Thursday, January 26, 2023

My latest column: “Ganswein’s New Book On Benedict XVI”

 January 19, 2023

By FR. KEVIN M. CUSICK

Benedict XVI, man of great intellect and learning that he was, lived the radical truth that faith, the direct graced contact with God, must be the starting point for all theological inquiry. Dating back to Augustine and Anselm of Canterbury (c. †1033-1109), the phrase “faith seeking understanding” is first mentioned by the latter in his Proslogion. It was this conviction which set up the great conflict with modernist and heretical forces within the Church.

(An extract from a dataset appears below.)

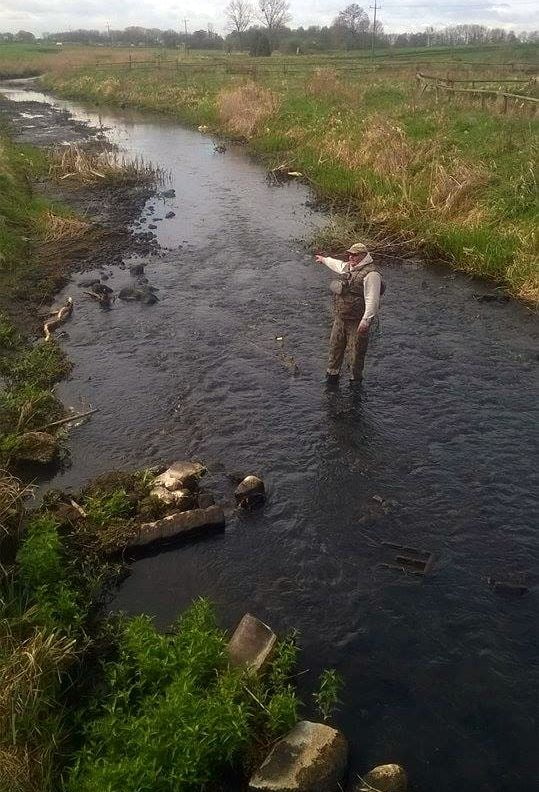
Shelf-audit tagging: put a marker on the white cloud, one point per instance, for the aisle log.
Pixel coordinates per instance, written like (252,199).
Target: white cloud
(56,15)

Just as the physical came from the spiritual in Creation, and God existed before all He has made, so we must proceed in all inquiry beginning with God. Perceived and grasped through graced belief, an abiding trust in all His words and actions, is the starting point for all rational questioning and exploration of any matters relating to the Divine.

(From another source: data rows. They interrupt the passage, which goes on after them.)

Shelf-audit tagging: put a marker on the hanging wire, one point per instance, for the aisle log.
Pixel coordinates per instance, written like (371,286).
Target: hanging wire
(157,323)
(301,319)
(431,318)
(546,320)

I have been parsing an advance copy in rough English translation of the new book by Archbishop Georg Ganswein, Nothing But the Truth. In the first chapter of the book Ganswein brings up this matter of theological method in connection with the elevation of the great theologian Ratzinger by Paul VI to the cardinalate, along with three others. He quotes the words of the Pope at the event:

“In his speech for the occasion, Paul VI explained that the main endowment of the newly ordained cardinals was ‘the absolute fidelity that has been lived by them, in this postconciliar period rich in healthy ferments but also in disruptive elements, in a continuous availability in a diuturnal service, in a total dedication to Christ, to the Church, to the Pope, without flexing, without wavering,’ specifying for Ratzinger that his ‘high theological teaching in prestigious university chairs in Germany and in numerous valuable publications made us see how theological research — in the high road of “fides quaerens intellectum” — cannot and must never be separated from the profound, free, creative adherence to the Magisterium that authentically interprets and proclaims the Word of God’.”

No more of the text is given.